Fast-forward to Tuesday: L.A. Unified school board members voted 6-0 to formalize and add a few finishing touches to the deal — a moment that charter leaders and district officials said represented a significant thaw in a sometimes-icy relationship between the two camps.

“Instead of escalating conflict, we have found ways to de-escalate," said interim L.A. Unified superintendent Vivian Ekchian.

Tuesday's vote changed who gets control over the boilerplate language in charter schools' petitions. Instead of district staff, members of the L.A. Unified school board will now vote annually to approve a uniform "district-required language" document that every charter will have to follow.

Board members also approved a specific list of policies to which charters would be subject, and will also vote annually on whether to update that list.

"What we’re going to have is an authorizing environment where the rules are clear," said Emilio Pack, who runs STEM Prep charter schools and also participated in the task force.

"It makes it a lot easier for the [Charter Schools Division] to enforce those policies and it becomes much more easy to follow when you actually know what the applicable policies are," Pack said. "Transparency, clarity — those things then turn into more time and effort towards educating kids."
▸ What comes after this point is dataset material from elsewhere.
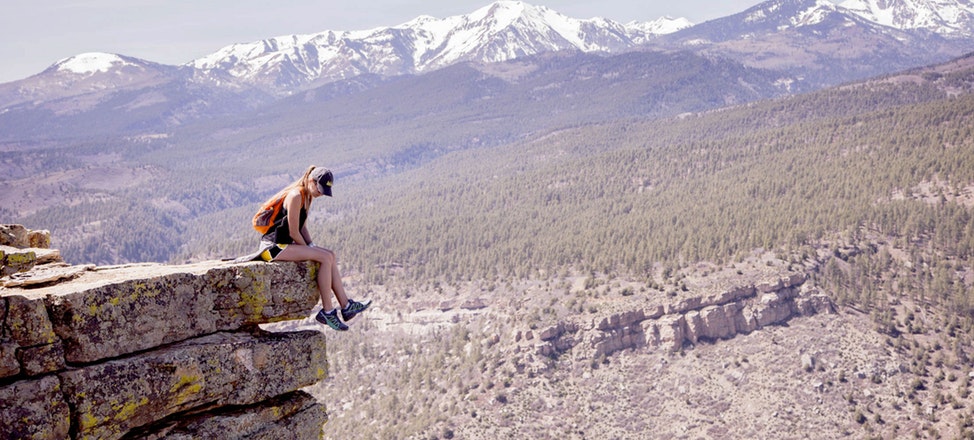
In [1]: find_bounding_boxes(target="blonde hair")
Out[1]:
[264,165,317,209]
The board also made plans to keep convening formal conversations between district staff and the advisory group, currently comprised of representatives of independent charter schools large and small.

But George McKenna, the only board member to withhold his support from the deal, wondered why principals from L.A. Unified schools — who are often asked to share space on their campuses with charter schools — were not included in the advisory group.

"The concern I have here is for transparency," McKenna said. "I have seen the unwillingness, through legislation proposed in Sacramento, of the charter school community" to commit to transparency.

Board member Scott Schmerelson also expressed concerns, but ultimately voted "yes" on the new arrangement, basing his tentative support on Ekchian's recommendation.

To Donald Cohen, the founder of In The Public Interest, a think tank that has called for more stringent regulation of charter schools, any arrangement that transfers control of some charter oversight functions from district staff to the L.A. Unified board is troubling.

Cohen noted charter school lobbying groups spent heavily to elect four of the seven board members.

"There is a place for [the board] to be involved in policy-setting, but it does politicize the process," said Cohen, "and it does allow charters to have a lot more influence" over setting the rules.

But in an interview, Pack said there is an upside to giving the board control over the "district-required language" and the rules charters must follow: "What it allows to happen is a transparent conversation about what those changes are."

Though charter groups and district officials are still divided on issues as equally-vexing as the "district-required language" debate seemed in November, members of the two camps were able to present a united front on Tuesday.

Speaking to board members about the particulars of the compromise, Pack and other charter leaders stood side by side with district officials, including L.A. Unified's Chief Academic Officer Frances Gipson.

Pack said the involvement of Gipson, who led working group meetings, was critical.

"Dr. Gipson did such an outstanding job," Pack told the board. "That wasn't in the script," joked Gipson.